Gerne, nehmen Sie doch mich. Als Professor liegt mein Lebenseinkommen ungefähr 2,5 Millionen Euro höher als das Durchschnittseinkommen der deutschen Bevölkerung. Mein Studium dürfte ungefähr 15.000 Euro gekostet haben. Für mich ist es ein persönliches Anliegen, mich an meine eigene Regel zu halten.
Ich bezahle meine Studiengebühren, freiwillig, weil es diese Gebühren ja eigentlich nicht gibt. Ich überweise also einmal im Monat 100 Euro an meine alte Universität in Hannover. Bis zur Pensionierung werde ich dann ungefähr 25.000 Euro bezahlt haben, damit ist mein Studium inklusive Inflationsausgleich komplett selbst bezahlt. Bisher habe ich noch niemanden getroffen, der das sozial ungerecht fand.

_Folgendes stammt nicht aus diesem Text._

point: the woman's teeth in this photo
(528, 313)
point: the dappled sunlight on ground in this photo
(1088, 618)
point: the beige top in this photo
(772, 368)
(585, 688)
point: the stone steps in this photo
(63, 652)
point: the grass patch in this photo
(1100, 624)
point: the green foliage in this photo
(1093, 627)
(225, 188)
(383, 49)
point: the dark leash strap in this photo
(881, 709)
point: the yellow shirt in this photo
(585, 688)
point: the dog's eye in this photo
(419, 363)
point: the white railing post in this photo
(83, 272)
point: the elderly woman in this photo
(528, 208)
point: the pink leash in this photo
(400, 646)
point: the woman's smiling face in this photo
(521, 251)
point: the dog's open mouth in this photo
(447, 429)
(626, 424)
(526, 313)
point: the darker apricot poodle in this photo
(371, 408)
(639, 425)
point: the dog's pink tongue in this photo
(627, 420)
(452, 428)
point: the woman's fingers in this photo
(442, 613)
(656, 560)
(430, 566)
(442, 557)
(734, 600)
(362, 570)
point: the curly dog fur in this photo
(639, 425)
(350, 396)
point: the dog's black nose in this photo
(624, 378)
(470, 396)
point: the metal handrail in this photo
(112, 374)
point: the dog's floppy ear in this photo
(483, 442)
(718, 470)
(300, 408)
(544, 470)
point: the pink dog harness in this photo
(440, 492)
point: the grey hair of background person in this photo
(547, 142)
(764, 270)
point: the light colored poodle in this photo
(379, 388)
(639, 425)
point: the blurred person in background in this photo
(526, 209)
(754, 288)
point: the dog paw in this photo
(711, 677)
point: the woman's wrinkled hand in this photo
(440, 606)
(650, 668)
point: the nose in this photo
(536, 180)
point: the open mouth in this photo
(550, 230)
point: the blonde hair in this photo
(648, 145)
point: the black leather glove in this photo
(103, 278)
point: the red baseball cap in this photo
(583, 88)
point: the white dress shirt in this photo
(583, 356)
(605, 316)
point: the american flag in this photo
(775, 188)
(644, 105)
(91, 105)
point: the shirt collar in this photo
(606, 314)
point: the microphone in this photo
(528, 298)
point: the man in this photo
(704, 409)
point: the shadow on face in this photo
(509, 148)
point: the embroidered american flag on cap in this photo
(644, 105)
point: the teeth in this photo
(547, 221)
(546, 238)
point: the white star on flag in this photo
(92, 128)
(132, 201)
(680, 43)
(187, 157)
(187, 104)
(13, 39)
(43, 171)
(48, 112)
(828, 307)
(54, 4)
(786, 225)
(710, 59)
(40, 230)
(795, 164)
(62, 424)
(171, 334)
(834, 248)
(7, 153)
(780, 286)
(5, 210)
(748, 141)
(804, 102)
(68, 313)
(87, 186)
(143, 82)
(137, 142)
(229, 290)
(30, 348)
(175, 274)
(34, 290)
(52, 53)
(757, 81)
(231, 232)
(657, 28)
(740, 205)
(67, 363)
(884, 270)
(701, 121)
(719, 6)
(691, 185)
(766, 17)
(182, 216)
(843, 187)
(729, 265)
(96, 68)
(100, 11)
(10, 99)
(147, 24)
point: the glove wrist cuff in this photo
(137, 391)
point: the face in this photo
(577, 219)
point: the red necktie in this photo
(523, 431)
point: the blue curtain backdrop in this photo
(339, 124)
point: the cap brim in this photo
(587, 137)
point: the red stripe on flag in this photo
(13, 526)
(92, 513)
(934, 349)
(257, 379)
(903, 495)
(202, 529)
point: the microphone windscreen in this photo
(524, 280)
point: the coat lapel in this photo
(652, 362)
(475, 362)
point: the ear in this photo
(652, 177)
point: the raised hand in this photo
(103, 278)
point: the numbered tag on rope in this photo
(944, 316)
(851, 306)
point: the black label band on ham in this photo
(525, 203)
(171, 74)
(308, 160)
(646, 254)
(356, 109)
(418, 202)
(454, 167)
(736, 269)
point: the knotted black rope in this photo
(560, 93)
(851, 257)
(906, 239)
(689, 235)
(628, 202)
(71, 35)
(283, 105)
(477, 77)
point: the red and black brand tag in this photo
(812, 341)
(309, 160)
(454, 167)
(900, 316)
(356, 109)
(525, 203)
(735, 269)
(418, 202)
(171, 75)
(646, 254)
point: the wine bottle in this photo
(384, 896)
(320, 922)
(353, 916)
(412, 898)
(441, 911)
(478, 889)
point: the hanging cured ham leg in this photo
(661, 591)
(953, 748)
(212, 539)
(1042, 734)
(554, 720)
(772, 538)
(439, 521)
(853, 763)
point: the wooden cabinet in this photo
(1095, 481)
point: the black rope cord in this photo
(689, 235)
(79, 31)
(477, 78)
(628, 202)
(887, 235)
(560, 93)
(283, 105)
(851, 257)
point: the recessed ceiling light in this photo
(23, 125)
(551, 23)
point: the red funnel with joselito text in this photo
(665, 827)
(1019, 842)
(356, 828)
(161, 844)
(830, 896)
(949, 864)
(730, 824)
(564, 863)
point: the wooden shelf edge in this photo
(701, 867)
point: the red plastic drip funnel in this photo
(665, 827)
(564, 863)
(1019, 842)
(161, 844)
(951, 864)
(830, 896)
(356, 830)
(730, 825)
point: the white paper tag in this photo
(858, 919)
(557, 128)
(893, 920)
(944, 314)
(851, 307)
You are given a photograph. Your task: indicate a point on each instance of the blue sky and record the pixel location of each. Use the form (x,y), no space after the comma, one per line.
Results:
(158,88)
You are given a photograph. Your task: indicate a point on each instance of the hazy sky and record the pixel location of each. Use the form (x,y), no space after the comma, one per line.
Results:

Die Studierendenschaft der Ruhr-Universität Bochum hat sie vielfach mit dem Preis „Lehrstuhl des Jahres“ ausgezeichnet. Wofür würden Sie die neuen Geldmittel nutzen, um die Lehre weiter zu verbessern?
Nun, wenn man sich ansieht, dass an meiner Fakultät etwa 200 Studierende auf einen Hochschullehrer kommen, dann kann sich ja jeder selbst ausrechnen, wie viel individuelle Betreuung da noch möglich ist. Wir verlieren sicherlich 100 Studierende pro Jahr allein deshalb, weil wir keine intensivere individuelle Betreuung anbieten. Die aus dem Abbruch resultierenden Einkommensverluste sind bereits dramatisch höher als alle Gebühren wären, die ich mir ausdenken könnte.
Das gebührenfreie Studium ist eben keineswegs kostenlos zu haben, es kostet viel Geld dadurch, dass die Qualität weit hinter dem zurückbleibt, was möglich wäre. Die durch die Unterfinanzierung erzeugten Einkommensverluste wegen schlechterer Ausbildung schädigen unsere Studierenden und damit unser Land in enormem Umfang.
Eine lange Vorbemerkung, ich weiß! Meine Antwort lautet: Mehr Personal einstellen, damit individueller Kontakt von Lernenden und Lehrenden wieder zum Normalfall wird. Damit individuelles Eingehen auf Stärken und Schwächen wieder zum Normalfall wird. Damit dem Trend zur Universität als Sammlung von Videoclips mit Vorlesungsaufzeichnungen wieder eine echte Bildungsinstitution entgegengestellt wird.
Aber Ihre Studierenden scheinen Ihre Lehre ja doch zu mögen?
Ich kann nicht für meine Studierenden sprechen, aber es scheint so zu sein [lächelt].
Herr Winter, vielen Dank für das Gespräch.